Radeon Linux Driver Preparing Adaptive Backlight Management (ABM)

Written by Michael Larabel in Radeon on 13 November 2018 at 03:57 PM EST. 4 Comments
RADEON
The "AMDGPU" Radeon Linux kernel graphics driver is preparing support for "Adaptive Backlight Management" as a backlight power-savings feature for laptops.

Adaptive Backlight Management reduces the backlight level in an effort to save power but increases the pixel contrast and luminance to improve image quality and readability under the lower light condition.

The ABM reacts dynamically based upon the pixel luminance of the content being displayed on the screen and works with eDP displays and supported GPUs. This functionality relies upon a "DMCU" firmware that is currently only available for Raven Ridge hardware.

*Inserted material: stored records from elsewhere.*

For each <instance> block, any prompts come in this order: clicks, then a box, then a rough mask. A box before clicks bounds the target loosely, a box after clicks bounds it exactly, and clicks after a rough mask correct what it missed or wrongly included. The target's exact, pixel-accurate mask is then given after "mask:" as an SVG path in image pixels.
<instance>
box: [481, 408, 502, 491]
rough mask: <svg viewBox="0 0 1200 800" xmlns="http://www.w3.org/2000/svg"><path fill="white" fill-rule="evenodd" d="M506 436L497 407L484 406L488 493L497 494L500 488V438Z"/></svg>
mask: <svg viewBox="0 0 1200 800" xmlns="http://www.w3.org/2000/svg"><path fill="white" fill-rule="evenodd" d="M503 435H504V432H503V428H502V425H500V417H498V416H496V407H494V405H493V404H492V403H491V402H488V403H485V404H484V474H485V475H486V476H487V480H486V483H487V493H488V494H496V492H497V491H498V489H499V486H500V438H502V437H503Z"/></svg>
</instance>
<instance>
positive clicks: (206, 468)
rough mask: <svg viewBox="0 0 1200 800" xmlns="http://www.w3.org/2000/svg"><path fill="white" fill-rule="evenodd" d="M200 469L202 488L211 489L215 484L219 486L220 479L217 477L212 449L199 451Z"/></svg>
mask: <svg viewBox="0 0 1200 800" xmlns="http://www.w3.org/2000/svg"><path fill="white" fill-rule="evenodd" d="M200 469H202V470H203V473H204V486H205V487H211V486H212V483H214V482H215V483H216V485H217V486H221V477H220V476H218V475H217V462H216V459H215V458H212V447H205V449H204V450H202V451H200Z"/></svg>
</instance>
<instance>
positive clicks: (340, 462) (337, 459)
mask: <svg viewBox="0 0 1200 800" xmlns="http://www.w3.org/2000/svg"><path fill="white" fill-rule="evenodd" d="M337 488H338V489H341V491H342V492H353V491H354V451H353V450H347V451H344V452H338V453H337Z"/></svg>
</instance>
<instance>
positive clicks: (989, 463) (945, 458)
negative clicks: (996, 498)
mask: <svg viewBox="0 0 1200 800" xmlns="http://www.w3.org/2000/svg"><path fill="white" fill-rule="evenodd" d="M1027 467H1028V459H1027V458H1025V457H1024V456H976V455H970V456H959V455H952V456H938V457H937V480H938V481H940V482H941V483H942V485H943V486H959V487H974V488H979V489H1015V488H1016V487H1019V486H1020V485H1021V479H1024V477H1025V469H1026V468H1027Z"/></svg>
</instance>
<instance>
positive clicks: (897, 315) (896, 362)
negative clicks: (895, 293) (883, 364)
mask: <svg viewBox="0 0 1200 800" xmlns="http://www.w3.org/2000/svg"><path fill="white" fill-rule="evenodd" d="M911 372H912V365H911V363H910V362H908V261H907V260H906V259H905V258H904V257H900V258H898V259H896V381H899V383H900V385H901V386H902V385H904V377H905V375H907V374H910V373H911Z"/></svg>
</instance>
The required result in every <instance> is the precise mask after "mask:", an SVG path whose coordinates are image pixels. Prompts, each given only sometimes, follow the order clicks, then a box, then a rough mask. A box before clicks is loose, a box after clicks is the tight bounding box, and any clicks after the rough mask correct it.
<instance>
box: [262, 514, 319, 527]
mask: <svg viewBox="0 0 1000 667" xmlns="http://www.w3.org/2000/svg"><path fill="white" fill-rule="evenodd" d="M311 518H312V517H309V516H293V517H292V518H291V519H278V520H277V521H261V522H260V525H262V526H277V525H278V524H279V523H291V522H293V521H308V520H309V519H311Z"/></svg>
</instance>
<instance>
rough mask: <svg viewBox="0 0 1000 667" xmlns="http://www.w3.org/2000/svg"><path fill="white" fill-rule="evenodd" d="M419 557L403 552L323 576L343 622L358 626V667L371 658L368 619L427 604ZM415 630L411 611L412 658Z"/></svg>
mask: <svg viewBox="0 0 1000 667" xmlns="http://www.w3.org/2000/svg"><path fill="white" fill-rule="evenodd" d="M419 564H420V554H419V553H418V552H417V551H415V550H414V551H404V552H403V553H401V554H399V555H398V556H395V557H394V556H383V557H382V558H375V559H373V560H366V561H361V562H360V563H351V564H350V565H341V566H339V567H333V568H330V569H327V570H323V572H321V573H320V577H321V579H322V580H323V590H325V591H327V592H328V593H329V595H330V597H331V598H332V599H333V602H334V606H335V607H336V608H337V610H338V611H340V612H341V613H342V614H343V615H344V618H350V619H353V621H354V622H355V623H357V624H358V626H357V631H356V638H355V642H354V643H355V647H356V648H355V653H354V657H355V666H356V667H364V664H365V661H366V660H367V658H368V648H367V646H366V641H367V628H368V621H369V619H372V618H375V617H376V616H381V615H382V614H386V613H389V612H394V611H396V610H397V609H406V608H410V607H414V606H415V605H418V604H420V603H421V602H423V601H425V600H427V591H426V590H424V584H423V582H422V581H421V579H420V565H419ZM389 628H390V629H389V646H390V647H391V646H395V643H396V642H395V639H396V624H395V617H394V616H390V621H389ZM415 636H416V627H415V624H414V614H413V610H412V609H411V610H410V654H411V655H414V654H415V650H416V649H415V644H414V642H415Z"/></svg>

To end-users, the ABM functionality can be controlled as a DRM property and four different values ranging from small power-savings to maximum power-savings with the greatest backlight reduction and most extreme contrast increase.

This functionality is currently being plumbed into the AMDGPU kernel driver and presumably will make it in time for the Linux 4.21 cycle in early 2019. Again though this Adaptive Backlight Management will only work for eDP outputs with (currently) Raven Ridge APUs and does require the latest firmware support too.